Home. What do you think of when you hear that word?
I think of Forrest Gump quotes (my dad has one for literally every situation), Yoda impersonations, JELL-O poke cake for the Fourth of July, homemade birthday cakes with raspberry filling, hours spent making banana bread, nightly prayers with my parents at bedtime, Mario Kart with my little sister (I was so good at rainbow road), having my sister sleep in my room with me and staying up late talking in hushed whispers, my dad telling me jokes every night because I always begged for them (he's the funniest man I have ever known), hilarious stories about the new ways my dad and his co-worker/best friend trolled the people who called for IT help (those people deserved it, trust me), family dinners of mashed potatoes, sausage and creamed corn, late night games of Boggle with my dad (he was always so much better at it), days spent outside with the neighbor kids (playing truth or dare, what else?) and countless other memories of my growing up years.

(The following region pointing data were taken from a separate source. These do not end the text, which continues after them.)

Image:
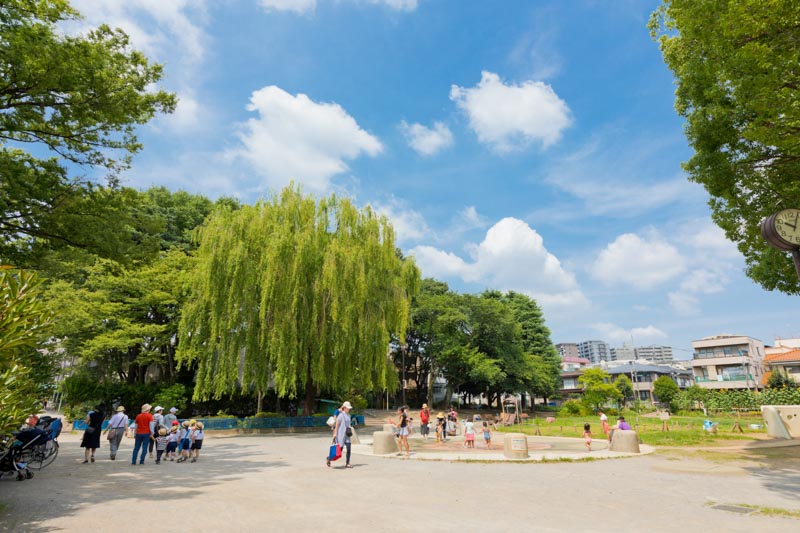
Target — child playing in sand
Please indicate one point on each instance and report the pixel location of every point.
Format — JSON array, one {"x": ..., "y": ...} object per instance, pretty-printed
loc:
[{"x": 587, "y": 437}]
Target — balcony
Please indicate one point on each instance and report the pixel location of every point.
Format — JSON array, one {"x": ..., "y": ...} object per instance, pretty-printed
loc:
[{"x": 700, "y": 379}]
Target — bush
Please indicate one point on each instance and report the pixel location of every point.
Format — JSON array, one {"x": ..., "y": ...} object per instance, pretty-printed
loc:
[{"x": 572, "y": 408}]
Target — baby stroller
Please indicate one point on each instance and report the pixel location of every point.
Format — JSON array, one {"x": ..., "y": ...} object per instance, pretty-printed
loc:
[{"x": 12, "y": 458}]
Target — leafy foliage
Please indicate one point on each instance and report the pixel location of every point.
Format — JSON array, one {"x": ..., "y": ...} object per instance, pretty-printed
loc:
[
  {"x": 296, "y": 292},
  {"x": 736, "y": 66}
]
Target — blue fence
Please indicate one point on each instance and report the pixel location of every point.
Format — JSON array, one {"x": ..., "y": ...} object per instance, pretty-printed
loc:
[{"x": 251, "y": 423}]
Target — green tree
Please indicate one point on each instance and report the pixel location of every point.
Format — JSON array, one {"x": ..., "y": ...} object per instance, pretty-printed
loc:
[
  {"x": 25, "y": 372},
  {"x": 625, "y": 387},
  {"x": 736, "y": 67},
  {"x": 666, "y": 390},
  {"x": 298, "y": 292},
  {"x": 68, "y": 103},
  {"x": 597, "y": 389}
]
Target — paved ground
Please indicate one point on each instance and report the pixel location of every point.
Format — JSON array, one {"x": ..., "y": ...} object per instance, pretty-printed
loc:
[{"x": 280, "y": 483}]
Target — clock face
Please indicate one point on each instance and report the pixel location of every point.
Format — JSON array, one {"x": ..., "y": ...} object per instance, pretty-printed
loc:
[{"x": 787, "y": 226}]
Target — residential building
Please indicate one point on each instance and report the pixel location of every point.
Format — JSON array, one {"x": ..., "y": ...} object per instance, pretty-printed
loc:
[
  {"x": 654, "y": 353},
  {"x": 569, "y": 364},
  {"x": 643, "y": 376},
  {"x": 626, "y": 353},
  {"x": 594, "y": 351},
  {"x": 567, "y": 349},
  {"x": 787, "y": 363},
  {"x": 728, "y": 362}
]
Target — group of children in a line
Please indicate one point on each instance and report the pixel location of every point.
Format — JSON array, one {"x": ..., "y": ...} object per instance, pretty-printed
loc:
[{"x": 184, "y": 439}]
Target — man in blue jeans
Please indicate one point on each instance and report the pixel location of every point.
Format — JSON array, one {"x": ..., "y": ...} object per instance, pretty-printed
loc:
[{"x": 143, "y": 432}]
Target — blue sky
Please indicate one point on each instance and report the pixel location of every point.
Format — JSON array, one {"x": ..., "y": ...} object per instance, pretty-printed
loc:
[{"x": 515, "y": 145}]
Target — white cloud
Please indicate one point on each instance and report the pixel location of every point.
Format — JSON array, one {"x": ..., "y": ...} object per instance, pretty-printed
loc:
[
  {"x": 297, "y": 6},
  {"x": 295, "y": 138},
  {"x": 511, "y": 117},
  {"x": 643, "y": 263},
  {"x": 512, "y": 256},
  {"x": 641, "y": 335},
  {"x": 427, "y": 141},
  {"x": 409, "y": 225},
  {"x": 301, "y": 7}
]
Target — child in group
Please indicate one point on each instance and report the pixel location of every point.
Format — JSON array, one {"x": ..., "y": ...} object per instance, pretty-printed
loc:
[
  {"x": 172, "y": 441},
  {"x": 185, "y": 439},
  {"x": 587, "y": 437},
  {"x": 469, "y": 433},
  {"x": 161, "y": 444},
  {"x": 197, "y": 441}
]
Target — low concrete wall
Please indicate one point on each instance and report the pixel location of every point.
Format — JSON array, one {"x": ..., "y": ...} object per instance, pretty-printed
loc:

For me, home has always been and always will be with my family. It's where I feel like I belong. I was the kid who would rather stay in and watch a movie with my parents than go somewhere with friends. As you can imagine, going off to college was a challenge for me. It still is. There are so many days where I miss being home so much that I feel immobilized. Leaving all that I've known, all that I've loved and felt loved by, is harder than I even imagined.
The times I get to come home for the weekend, winter break, or spring break are bliss. But at the same time, it isn't how it used to be. Sure, we still watch movies together, and there are a lot of impersonations and stories from my dad, and my sister still calls me "loser" to show her love and wants to play Xbox with me, and my mom still prays with me each night, but things have changed, too. It's wonderful to be back with my family, but it won't stay this way. It can't. And we all know it.
There's always a tinge of sadness in everything when I come home; At least for me, there is. My sister shows how much she misses me in the way she gets frustrated with me quicker than usual, and when she would rather not do anything with me at all because she knows that the time with me won't last. It's hard for her to face that, and it's hard for her to admit how sad she is that I'm not home, and so she shows it through anger. It's difficult for me, too. Coming home makes me realize that while there will always be a place for me here, it's not the exact same place.
I no longer know every detail of my family's lives. I don't know what they do on a day-to-day basis, and the new things they're involved with. Each time I come home, I have to catch up with them like I would with a friend I haven't seen in a while. It's a strange feeling. At times I feel like I don't really know my family anymore. At times I feel like I don't really belong at home anymore.
At the same time, I don't always feel like I belong at university, either. Making friends has always been difficult for me, so I haven't quite found my place at Union. I'm not a part of any group or organization, and I don't have people I go and do things with.
I don't always feel at home with my family, nor do I often feel at home at Union. Sometimes, I start to wonder where home really is. It can be easy to feel like I no longer have one.
I read something the other day that impacted my thoughts about this. "Home is not a place, it's what you carry with you in your heart." As I thought about this, I realized that home has become other things besides my family.
It is watching Netflix or vines on youtube with my roommate into the wee hours of the morning, it is playing with our cats in my dorm, it is going to swing dance class with my boyfriend, it is late night walks, it is breakfast at cobo with my best friend, it is texting my mother every day, it is the prayers she messages me, it is the goodnight and good morning texts, it is encouragement from my roommate when I'm crying and can't stop, it is tight hugs from those at Union who love me, it is sitting outside Barefoots and having lunch with new friends, it is supporting friends in a play, it is finding a new church that I love, it is who I am with and not where I am. It is the time I spend, no matter how short it may be, with those whom I love.
For all those who do not know where home is, I can only say that home is where you make it. It is not set and it will change. But trust me when I say that home can be found again.